In order to run GRMPKG, you will need to either download the prebuilt, Intel/Linux binary and run this, or compile for your target.

Pre-built binaries can be found on Github

GRMPKG is tested against S3 compatible storage (Primarily S3 and Min.io) and requires you to use Github as an authentication provider, although this will likely change to any OAuth compliant engine in the future.

Setting up your Identity Provider

Github

To setup Github as your authentication provider please start by following this guide to setup an OAuth application and make a note of the Client Secret and Client ID.

Setting up your S3 Storage

In order to use S3 as your storage option for GRM you will need an Access Key ID and a Secret Access Key these will form the two components for AWS Signed Auth.
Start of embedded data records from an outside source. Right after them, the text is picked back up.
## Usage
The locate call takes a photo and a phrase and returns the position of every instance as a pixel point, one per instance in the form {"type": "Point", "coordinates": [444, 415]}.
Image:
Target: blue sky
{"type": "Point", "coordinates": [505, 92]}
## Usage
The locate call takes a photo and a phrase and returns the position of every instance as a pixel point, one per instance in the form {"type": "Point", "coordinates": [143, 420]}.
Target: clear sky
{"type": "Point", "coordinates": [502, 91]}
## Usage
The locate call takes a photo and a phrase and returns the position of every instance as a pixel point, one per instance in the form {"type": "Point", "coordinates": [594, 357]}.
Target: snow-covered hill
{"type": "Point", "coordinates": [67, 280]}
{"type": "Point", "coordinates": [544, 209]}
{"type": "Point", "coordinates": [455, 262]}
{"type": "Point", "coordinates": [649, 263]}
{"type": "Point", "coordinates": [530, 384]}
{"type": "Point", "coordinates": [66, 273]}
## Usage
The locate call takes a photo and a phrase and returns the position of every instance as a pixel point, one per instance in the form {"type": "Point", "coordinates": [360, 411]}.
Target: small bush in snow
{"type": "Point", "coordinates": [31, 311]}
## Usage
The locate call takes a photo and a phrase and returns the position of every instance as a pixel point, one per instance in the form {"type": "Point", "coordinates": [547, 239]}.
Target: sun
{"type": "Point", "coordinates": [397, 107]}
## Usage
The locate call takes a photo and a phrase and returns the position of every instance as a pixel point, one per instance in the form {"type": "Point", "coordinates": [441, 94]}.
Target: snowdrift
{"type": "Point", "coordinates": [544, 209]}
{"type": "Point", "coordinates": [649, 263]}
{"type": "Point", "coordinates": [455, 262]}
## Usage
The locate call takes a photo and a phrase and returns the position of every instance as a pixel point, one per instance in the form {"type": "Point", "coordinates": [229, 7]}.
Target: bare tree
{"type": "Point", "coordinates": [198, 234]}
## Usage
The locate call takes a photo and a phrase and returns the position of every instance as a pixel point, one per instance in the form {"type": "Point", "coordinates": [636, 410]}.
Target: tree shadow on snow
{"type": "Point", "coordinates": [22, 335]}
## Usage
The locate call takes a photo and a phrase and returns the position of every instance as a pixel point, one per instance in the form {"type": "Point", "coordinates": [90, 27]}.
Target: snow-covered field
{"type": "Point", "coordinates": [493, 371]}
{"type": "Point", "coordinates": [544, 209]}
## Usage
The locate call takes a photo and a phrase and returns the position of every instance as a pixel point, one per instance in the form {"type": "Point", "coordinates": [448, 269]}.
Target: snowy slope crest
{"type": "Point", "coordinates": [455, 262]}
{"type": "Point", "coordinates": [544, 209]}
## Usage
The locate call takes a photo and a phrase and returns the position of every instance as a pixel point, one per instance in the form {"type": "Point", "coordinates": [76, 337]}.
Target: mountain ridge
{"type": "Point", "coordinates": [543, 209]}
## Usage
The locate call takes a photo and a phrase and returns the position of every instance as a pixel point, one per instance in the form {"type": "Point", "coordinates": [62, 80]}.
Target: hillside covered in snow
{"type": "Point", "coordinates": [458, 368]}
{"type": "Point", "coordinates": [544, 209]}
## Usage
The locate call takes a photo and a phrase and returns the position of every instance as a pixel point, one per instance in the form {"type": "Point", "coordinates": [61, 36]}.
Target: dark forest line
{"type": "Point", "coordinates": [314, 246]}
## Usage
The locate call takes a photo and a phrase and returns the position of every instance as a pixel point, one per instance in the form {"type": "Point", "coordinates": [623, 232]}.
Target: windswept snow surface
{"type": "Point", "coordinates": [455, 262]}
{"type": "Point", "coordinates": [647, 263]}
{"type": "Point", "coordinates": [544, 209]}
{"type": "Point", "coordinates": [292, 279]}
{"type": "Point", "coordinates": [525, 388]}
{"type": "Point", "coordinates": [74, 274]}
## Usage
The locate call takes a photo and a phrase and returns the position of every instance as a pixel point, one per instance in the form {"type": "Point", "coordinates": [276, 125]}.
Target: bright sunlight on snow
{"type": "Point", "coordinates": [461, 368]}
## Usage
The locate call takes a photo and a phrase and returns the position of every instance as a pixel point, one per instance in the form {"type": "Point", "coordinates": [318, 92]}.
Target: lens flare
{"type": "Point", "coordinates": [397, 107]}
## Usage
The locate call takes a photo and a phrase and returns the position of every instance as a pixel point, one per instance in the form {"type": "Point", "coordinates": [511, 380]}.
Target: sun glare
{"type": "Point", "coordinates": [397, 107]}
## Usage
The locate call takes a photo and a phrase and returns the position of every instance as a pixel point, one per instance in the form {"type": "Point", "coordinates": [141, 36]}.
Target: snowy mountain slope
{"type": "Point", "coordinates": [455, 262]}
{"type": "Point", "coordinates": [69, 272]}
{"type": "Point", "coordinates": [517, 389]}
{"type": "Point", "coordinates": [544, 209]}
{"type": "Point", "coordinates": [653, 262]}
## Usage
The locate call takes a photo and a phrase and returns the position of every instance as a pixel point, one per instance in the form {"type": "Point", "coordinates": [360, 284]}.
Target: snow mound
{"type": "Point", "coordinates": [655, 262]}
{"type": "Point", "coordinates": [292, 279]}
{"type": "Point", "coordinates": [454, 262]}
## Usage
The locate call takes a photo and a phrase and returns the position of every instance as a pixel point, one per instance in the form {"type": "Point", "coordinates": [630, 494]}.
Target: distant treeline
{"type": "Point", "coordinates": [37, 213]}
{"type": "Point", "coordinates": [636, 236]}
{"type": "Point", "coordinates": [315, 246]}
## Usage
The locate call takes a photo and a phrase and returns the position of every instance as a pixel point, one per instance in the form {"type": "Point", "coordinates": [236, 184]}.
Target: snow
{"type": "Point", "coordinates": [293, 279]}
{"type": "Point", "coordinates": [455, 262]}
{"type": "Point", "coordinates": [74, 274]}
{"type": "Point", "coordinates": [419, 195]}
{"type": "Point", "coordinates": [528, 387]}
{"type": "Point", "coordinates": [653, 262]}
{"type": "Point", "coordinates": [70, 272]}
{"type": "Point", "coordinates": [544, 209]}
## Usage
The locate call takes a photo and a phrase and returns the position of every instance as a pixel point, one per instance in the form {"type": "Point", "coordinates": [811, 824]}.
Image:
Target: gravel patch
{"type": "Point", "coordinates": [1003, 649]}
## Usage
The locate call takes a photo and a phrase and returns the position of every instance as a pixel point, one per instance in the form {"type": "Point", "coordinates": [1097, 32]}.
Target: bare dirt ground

The permissions that you will need for AWS are as follows across the entire bucket that you are using:

s3:PutObject
s3:GetObject

You will need to create an access key and secret key with these permissions and take note of the keys.

Setting up an RSA Key

You will also need to generate a host_key for the box, which should be shared across all instances that you want to load balance against.

You can generate this with

openssl genrsa -out private_key.pem 2048

I would recommend using at least a 2048 bit RSA key, however I would personally use a 4096-bit key for additional security.

Setting up the application

To setup the application we will need the items we spoke about before as these will form the storage and identity trust relationships with the other components in the application. In order to setup the application we will need to form a yaml file /etc/grmpkg/grmpkg.yml which is where the application will search for the file.

The application will search in order

  • The /etc/grmpkg/ directory
  • The current working directory
authentication:
  github:
    baseurl: <YOUR HOSTNAME>
    clientid: <GITHUB CLIENT ID>
    clientsecret: <GITHUB CLIENT SECRET>
  provider: github
domain: <YOUR BASE DOMAIN>
http:
  interface: 0.0.0.0
  port: "8080"
log:
  file: true
  level: INFO
  path: /var/log/grmpkg.log
ssh:
  interface: 0.0.0.0
  keypath: <PATH TO RSA KEY>
  port: "2222"
  username: git
storage:
  s3:
    access_key: <YOUR AWS ACCESS KEY ID>
    bucket: <YOUR S3 BUCKET>
    concurrency: 5000
    endpoint: s3.<AWS REGION>.amazonaws.com
    region: <AWS REGION>
    secret_key: <YOUR AWS SECRET ACCESS KEY>
    ssl: true
  type: s3

Once you have your configuration file defined, you can go ahead and run the process using

$ /bin/grmpkg

Debugging

You will need to ensure that the user that you run the process as has permission to log to the file that you set as the logfile.